さよなら、愛しい人 (ハヤカワ・ミステリ文庫)

さよなら、愛しい人 (ハヤカワ・ミステリ文庫)

 

  以前『ロング・グッドバイ』からの流れでこの作品も読んだものの、そのときは、なんか似たような展開やな……そもそも、いったいなぜにマーロウは、テリーやマロイみたいな、どこからどう見てもやっかいな連中にわざわざ関わるのか? と疑問を感じたり、うさんくさい人物が入れかわり立ちかわり登場する筋を追うのに精一杯で、正直なところ、あまりピンとこなかった。

 しかし、今回再読してみて、マーロウの魅力、そして村上春樹が心酔するチャンドラーの文章の妙を、多少なりとも理解できるようになった気がする。
 ”ハードボイルドとはなんぞや” という、かねてからの謎に自分なりの答えを出せる日が近づいたかもしれない。

 『さよなら、愛しい人』は、マロイという男が酒場で暴れているところに、偶然マーロウが出くわすところからはじまる。

 マロイは、「ボタンのかわりに白いゴルフボール」がついたグレーのジャケットをはおり(いったいどんなジャケットなのか???)、茶色のシャツと黄色のネクタイを身につけ、ジャケットからはやはり黄色のハンカチをのぞかせ、帽子には羽が二本挟まれ……と、ド派手な格好をした大男であった。

 普通の人なら絶対に関わり合いになりたくない。
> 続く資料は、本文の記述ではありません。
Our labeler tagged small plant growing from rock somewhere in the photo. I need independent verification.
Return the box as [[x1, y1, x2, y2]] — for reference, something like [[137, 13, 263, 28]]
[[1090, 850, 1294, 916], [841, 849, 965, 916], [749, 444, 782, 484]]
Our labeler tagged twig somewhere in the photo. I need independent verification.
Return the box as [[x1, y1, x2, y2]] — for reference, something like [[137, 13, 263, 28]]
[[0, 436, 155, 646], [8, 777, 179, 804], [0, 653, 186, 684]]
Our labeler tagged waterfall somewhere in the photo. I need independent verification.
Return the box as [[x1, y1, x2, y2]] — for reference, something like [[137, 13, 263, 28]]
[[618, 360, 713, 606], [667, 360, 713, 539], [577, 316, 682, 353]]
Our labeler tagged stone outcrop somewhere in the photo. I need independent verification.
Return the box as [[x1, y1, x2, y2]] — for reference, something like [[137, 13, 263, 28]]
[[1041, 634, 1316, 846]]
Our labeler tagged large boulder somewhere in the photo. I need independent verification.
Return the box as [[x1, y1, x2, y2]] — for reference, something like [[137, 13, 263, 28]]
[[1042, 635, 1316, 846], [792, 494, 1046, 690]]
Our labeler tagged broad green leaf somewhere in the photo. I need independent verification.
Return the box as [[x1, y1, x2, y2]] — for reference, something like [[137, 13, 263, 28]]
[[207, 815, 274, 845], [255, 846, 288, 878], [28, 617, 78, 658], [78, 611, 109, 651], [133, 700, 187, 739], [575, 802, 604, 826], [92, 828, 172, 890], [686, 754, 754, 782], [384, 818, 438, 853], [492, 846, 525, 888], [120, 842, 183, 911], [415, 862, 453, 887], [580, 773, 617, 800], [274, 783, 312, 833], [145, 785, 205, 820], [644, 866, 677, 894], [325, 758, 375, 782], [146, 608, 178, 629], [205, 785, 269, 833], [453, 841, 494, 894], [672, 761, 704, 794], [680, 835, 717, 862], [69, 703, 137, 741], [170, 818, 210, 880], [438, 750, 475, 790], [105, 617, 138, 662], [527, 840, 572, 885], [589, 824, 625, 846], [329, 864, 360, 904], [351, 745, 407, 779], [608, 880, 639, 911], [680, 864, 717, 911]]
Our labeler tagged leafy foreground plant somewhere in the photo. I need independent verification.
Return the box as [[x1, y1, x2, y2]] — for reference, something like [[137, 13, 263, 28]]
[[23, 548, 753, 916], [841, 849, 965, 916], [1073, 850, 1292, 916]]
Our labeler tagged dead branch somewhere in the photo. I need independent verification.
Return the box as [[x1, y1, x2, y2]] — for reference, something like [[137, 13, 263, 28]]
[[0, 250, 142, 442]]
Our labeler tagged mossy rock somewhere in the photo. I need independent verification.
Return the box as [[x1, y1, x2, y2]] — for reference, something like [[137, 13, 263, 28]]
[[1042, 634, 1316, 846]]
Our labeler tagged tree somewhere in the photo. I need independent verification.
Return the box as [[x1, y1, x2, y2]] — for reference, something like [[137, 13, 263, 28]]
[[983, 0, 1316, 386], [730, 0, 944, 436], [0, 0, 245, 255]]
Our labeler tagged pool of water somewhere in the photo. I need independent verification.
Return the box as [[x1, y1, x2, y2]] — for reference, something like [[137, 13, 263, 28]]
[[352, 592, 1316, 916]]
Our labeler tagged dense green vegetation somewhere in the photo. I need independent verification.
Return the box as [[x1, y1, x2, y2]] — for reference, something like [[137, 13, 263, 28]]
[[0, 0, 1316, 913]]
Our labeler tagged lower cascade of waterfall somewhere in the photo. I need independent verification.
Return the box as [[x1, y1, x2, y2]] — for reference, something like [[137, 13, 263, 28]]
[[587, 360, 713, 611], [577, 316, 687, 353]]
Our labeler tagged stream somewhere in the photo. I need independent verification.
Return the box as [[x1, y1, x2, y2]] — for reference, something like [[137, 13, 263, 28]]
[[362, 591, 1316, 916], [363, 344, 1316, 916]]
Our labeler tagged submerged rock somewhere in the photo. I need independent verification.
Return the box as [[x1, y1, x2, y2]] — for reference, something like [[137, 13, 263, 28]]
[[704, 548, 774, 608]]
誰だって見て見ぬふりをする。けれども、マーロウはちがう。冒頭の引用にあるように、扉を押し開けて、中をのぞき込む。 


「そういう性分なのだ」――というのは、原文では書かれていない。(私が見た版では)しかし、これによって、マーロウの性分が読者の胸に刻みこまれ、そのあとの展開にも違和感を抱くことなく、物語の中にひきこまれていく。といっても、そんな効果を計算したわけではなく、まるでチャンドラーが乗り移ったかのように翻訳したのだろう。 
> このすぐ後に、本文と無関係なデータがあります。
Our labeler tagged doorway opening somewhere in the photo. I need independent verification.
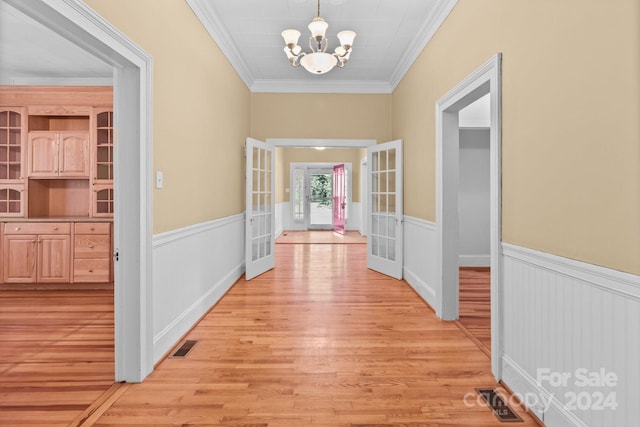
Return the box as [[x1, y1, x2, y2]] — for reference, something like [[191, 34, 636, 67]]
[[5, 0, 153, 382], [435, 54, 503, 380], [292, 162, 352, 232]]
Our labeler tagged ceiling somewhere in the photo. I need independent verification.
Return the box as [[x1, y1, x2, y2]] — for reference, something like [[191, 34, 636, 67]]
[[0, 0, 457, 93], [0, 0, 113, 85]]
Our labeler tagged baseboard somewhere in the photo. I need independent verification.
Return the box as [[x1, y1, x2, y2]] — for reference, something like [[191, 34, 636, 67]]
[[153, 263, 244, 363], [152, 214, 245, 363], [500, 243, 640, 427], [402, 267, 436, 304], [501, 356, 588, 427]]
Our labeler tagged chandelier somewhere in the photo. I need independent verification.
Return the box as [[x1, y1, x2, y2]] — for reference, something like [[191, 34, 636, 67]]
[[282, 0, 356, 74]]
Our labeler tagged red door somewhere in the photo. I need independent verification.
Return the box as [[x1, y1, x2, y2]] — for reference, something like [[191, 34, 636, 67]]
[[333, 164, 346, 234]]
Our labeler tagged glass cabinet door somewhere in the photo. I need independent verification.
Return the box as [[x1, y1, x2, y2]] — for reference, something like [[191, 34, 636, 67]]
[[0, 107, 27, 217], [94, 111, 113, 181]]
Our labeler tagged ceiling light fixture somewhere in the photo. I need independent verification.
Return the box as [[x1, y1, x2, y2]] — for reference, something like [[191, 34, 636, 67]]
[[282, 0, 356, 74]]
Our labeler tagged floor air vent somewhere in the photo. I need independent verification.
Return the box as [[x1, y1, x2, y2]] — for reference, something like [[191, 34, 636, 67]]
[[171, 340, 198, 359], [476, 388, 523, 423]]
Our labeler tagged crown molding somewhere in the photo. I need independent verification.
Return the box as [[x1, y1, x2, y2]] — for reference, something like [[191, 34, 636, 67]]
[[186, 0, 254, 89], [186, 0, 458, 94], [249, 79, 392, 94], [0, 76, 113, 86], [389, 0, 458, 91]]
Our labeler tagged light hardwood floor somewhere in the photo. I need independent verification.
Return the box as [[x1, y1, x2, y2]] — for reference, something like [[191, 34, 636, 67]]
[[459, 267, 491, 354], [0, 289, 114, 427], [87, 244, 536, 427]]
    この物語の筋は、刑務所帰りの大男マロイがかつての恋人ヴェルマを探して酒場を荒し、勢いあまって殺人を犯す。マーロウがマロイの足取りを探ろうとするやいなや、リンゼイ・マリオットという男から依頼が入る。友人が所有していた翡翠のネックレスが盗まれてしまい、金を払って取り戻したいので、その護衛をしてほしいとのこと。

 しかし、その盗難の顛末も、どうして唐突にマーロウに依頼することにしたのかも、どうもはっきりしない。マーロウは怪しいものを感じつつも、マリオットとともに受け渡し場所に向かったが、そこで事件が起きる…… 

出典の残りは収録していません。